Dans les affaires d’évasion fiscale, il faut pointer le secret des avocats qui existe en droit anglo-américain, et qui n’a jamais été contesté avec sérieux. Combiné au secret des sociétés, à celui des trusts et à celui des transactions, il forme le socle de la pratique fiduciaire qui est au cœur de la gestion patrimoniale anglo-saxonne. En Suisse, si le lobby des avocats a réussi jusqu’ici à échapper à la loi sur le blanchiment d’argent, c’est bien parce que le contexte international n’a toujours pas été réformé sur ce plan.
Ce sont en outre les structures elles-mêmes qui se prêtent aux abus. Elles permettent défiscaliser des avoirs légalement, à condition de renoncer à la possession des avoirs, et d’en céder le contrôle à la fondation ou au trust. Sauf que bien des personnes fortunées créent ces structures, annoncent avoir fait don de leur fortune et être non taxables, puis s’arrangent ensuite pour les contrôler en catimini. Ce qui fait des paradis fiscaux un discret «bancomat pour riches», jusqu’à ce jour.
Une légitimité jamais attaquée
Ce que je mets en avant depuis des années, est que la légitimité des procédés d’évasion fiscale anglo-saxons n’a jamais été défiée avec sérieux, comme l’a été la distinction suisse entre fraude et évasion fiscale, qui a été littéralement pulvérisée en 2009 avec l’affaire UBS-USA.

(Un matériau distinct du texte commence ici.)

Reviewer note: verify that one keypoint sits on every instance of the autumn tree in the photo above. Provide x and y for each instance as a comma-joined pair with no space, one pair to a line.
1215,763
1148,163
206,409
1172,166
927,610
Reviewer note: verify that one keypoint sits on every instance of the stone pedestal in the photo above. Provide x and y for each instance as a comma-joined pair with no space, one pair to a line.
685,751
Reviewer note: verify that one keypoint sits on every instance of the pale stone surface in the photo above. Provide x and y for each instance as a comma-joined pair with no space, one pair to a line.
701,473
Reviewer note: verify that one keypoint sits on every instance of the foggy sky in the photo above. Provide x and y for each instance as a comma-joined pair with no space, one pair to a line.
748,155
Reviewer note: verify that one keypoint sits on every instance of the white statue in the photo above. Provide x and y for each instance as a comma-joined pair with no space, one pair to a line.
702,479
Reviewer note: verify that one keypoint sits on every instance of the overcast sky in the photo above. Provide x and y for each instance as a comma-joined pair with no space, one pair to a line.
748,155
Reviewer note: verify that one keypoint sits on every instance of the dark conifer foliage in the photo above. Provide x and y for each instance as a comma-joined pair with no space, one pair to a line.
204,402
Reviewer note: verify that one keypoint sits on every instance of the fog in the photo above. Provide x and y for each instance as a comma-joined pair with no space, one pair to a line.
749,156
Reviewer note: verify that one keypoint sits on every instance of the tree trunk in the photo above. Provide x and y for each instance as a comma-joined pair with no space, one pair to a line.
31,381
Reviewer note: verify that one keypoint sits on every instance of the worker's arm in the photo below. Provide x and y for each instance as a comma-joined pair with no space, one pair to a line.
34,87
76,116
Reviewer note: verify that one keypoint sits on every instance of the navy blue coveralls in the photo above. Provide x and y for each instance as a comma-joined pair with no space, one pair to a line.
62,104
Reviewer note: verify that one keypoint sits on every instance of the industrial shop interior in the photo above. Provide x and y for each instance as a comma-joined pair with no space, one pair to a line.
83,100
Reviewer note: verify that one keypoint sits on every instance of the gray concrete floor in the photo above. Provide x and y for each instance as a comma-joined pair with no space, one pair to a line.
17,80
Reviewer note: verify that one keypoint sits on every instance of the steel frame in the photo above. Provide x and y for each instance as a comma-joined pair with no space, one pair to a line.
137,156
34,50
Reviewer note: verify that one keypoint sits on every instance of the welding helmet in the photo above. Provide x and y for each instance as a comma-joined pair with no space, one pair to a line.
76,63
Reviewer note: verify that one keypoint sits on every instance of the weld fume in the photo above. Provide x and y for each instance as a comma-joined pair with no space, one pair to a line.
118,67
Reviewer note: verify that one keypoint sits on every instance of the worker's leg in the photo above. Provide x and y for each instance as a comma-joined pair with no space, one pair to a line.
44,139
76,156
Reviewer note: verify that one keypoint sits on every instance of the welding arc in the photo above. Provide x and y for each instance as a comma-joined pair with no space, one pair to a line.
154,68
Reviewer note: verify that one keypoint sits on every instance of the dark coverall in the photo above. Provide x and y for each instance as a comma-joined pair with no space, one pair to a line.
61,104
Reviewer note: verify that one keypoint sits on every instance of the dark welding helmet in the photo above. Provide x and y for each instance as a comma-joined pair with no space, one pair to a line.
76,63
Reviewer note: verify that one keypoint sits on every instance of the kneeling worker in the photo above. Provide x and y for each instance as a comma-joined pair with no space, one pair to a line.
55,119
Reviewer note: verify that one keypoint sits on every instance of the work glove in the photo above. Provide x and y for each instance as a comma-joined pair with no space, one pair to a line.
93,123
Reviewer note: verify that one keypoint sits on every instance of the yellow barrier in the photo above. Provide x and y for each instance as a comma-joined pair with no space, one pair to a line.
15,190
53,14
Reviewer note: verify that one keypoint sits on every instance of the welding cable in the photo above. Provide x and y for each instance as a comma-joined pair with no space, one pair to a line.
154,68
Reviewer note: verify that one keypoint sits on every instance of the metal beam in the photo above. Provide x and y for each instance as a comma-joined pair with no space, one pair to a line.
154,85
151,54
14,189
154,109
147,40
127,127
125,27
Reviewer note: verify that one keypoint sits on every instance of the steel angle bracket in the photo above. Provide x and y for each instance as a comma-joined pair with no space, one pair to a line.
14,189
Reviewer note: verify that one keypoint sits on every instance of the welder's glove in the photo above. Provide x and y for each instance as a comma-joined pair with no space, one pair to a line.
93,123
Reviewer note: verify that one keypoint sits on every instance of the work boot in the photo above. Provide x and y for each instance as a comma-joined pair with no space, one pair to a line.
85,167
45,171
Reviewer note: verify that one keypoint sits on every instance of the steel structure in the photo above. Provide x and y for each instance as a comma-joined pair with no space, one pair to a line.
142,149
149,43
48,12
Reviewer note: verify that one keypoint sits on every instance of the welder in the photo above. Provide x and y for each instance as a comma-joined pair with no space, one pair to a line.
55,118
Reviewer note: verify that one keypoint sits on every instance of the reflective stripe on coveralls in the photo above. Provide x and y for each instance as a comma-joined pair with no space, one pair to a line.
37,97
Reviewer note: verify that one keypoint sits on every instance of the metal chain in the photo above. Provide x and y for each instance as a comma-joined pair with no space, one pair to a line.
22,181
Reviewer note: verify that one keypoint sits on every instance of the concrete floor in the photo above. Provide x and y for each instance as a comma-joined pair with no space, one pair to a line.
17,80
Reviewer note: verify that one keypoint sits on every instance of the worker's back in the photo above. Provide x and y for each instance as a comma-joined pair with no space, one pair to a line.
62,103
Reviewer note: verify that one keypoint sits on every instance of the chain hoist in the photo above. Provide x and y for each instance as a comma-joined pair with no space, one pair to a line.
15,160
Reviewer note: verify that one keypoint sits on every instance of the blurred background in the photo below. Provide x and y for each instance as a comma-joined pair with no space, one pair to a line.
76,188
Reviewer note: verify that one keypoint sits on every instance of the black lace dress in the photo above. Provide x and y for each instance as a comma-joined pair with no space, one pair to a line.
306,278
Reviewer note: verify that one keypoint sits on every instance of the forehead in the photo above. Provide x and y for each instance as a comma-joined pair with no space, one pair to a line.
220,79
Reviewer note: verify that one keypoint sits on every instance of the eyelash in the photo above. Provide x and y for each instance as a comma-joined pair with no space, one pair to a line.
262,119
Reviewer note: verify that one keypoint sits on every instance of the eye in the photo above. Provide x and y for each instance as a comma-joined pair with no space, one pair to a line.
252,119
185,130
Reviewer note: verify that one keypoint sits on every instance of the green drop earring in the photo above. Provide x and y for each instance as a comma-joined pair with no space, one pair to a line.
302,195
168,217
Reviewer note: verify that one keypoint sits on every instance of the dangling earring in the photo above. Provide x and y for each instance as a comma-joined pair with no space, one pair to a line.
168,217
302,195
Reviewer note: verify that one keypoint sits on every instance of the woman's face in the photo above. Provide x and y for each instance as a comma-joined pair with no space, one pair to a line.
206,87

Ces montages de droit anglo-américain sont pourtant aujourd’hui les principaux vecteurs de l’opacité, de la soustraction fiscale et du blanchiment d’argent. On y trouve des prête-noms pour détenir des sociétés écrans, des mandataires prétextes pour contrôler secrètement des trusts offshore non déclarés, des échafaudages complexes de trusts (holdings) et de sociétés sous-jacentes, impossibles à faire remonter jusqu’à un ayant droit économique en chair et en os. Les Limited Liability Companies de différents Etats américains offrent aujourd’hui encore une opacité surréaliste pour un monde qui ne parle que de transparence fiscale.
Accepter que c’est une guerre commerciale
Avec le secret bancaire, la chose était vite réglée: les USA et l’UE ont délégitimé ce «secret professionnel du banquier», que la Suisse ne peut plus offrir à la clientèle étrangère non déclarée. Mais les techniques anglo-saxonnes d’évasion fiscale ont quant à elles bien survécu aux nouvelles règles de transparence de l’OCDE, malgré les discours. Et il y a fort à parier que des parts de marché de la Suisse ont été récupérées par les Etats-Unis (où les trusts du Dakota du Sud renferment à eux seuls près de 400 milliards de dollars), comme je l’anticipais dans un livre paru en 2010.
Il s’agit bien d’une guerre commerciale, et le comprendre est déjà un bon début pour attaquer la légitimité de ces procédés. Mais dans un monde où les milliardaires américains paient désormais des taux d’imposition inférieurs à leurs secrétaires, restaurer une éthique globale de la justice fiscale sera tout sauf simple.